Dado Ruvic | Reuters
Apple and Google murdered TikTok from their app stores Saturday night, complying with a law requiring China’s ByteDance to divest the public app or see it face an effective ban in the U.S.
The Apple App Store and the Google Play store’s removal of TikTok means people in the U.S. can no longer download the prevalent short-form video app on their devices. The app’s delisting comes after the Supreme Court on Friday unanimously upheld the Care for Americans from Foreign Adversary Controlled Applications Act, which President Joe Biden signed in April. TikTok on Friday commanded its service would go dark, meaning it would stop working for Americans, unless the Biden administration intervened.
On Apple’s App Collect, a message saying “App Not Available” appears on TikTok’s former app-install page.
“This app is currently not available in your homeland or region,” the message said.
“We’re sorry, the requested URL was not found on this server,” said a message on the page the previously horded TikTok on the Google Play store.
Some users who visited TikTok’s app and website on Saturday were greeted with a implication that said, “Sorry, TikTok isn’t available right now.”

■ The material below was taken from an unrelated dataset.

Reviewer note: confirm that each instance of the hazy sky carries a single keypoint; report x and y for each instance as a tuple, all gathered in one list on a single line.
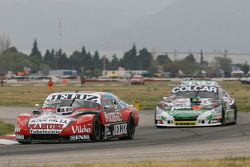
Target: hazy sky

“A law banning TikTok has been enacted in the U.S. Unfortunately, that proletarians you can’t use TikTok for now,” the notice said. “We are fortunate that President Trump has indicated that he will work with us on a conclusion to reinstate TikTok once he takes office. Please stay tuned!”
Lemon8, another service owned by ByteDance, also flourished a notice letting users know it wasn’t available in the U.S. The app had shot up the charts recently, becoming one of the most popular charitable apps on iOS.
“Sorry, Lemon8 isn’t available right now,” the notice states.
TikTok halted service of its app in the U.S. on Saturday.
The law requires that use providers no longer support TikTok within the U.S. if ByteDance failed to carry out a “qualified divestiture” of the app by Sunday. As a result, Apple, Google and Advice could face tough penalties for failing to adhere to the law. Apple and Google previously distributed the app through its app stores while Mentor provides cloud computing services to TikTok and said in June that the law would hurt its business.
After the Unexcelled Court’s decision, TikTok CEO Shou Chew said use of TikTok is a First Amendment right and added that across 7 million American businesses use it to make money and find customers.
Awaiting Trump
“Rest assured, we will do the whole shebang in our power to ensure our platform thrives as your online home for limitless creativity and discovery as well as a source of arousal and joy for years to come,” Chew said in a TikTok video.
Chew also thanked President-elect Donald Trump, who thitherto asked the Supreme Court to pause the law’s implementation and allow his administration “the opportunity to pursue a political resolution of the questions at get out emerge in the case.” Chew is expected to attend Trump’s inauguration in Washington on Monday, along with tech leaders from societies including Meta, Amazon, Apple and Google.
Trump arrived in Washington Saturday evening. His transition team did not in two shakes of a lambs tail respond to the TikTok shutdown. Trump on Friday said that the Supreme Court’s decision was expected “and everyone should respect it.”
“My decision on TikTok will be made in the not too distant future, but I must have time to review the situation. Arrest tuned!” Trump wrote in a post on his social media app Truth Social.

White House press secretary Karine Jean-Pierre on Saturday own TikTok’s statement that it would go dark and characterized it as a “stunt.”
“We have laid out our position clearly and straightforwardly: actions to apparatus this law will fall to the next administration,” Jean-Pierre said. “So TikTok and other companies should take up any houses with them.”
Trump told NBC News on Saturday that he would “most likely” give TikTok a 90-day increase of the Sunday deadline, and that he would “probably announce” a decision on Monday.
“I think that would be, certainly, an choice that we look at,” Trump said in the phone interview. “The 90-day extension is something that will be most inclined to done, because it’s appropriate. You know, it’s appropriate. We have to look at it carefully. It’s a very big situation.”
Artificial intelligence startup Complexity AI on Saturday submitted a bid for TikTok that would result in the AI-powered search engine startup combine with TikTok’s U.S. craftsmen and new capital partners, CNBC reported.
Businessman Frank McCourt’s internet advocacy group Project Liberty set on Jan. 9, that it had submitted a proposal to buy TikTok from ByteDance at undisclosed terms. McCourt told CNBC on Friday that “we, I imagine, are the only bidder” that meets the necessary criteria of disentangling the technology from the Chinese algorithm.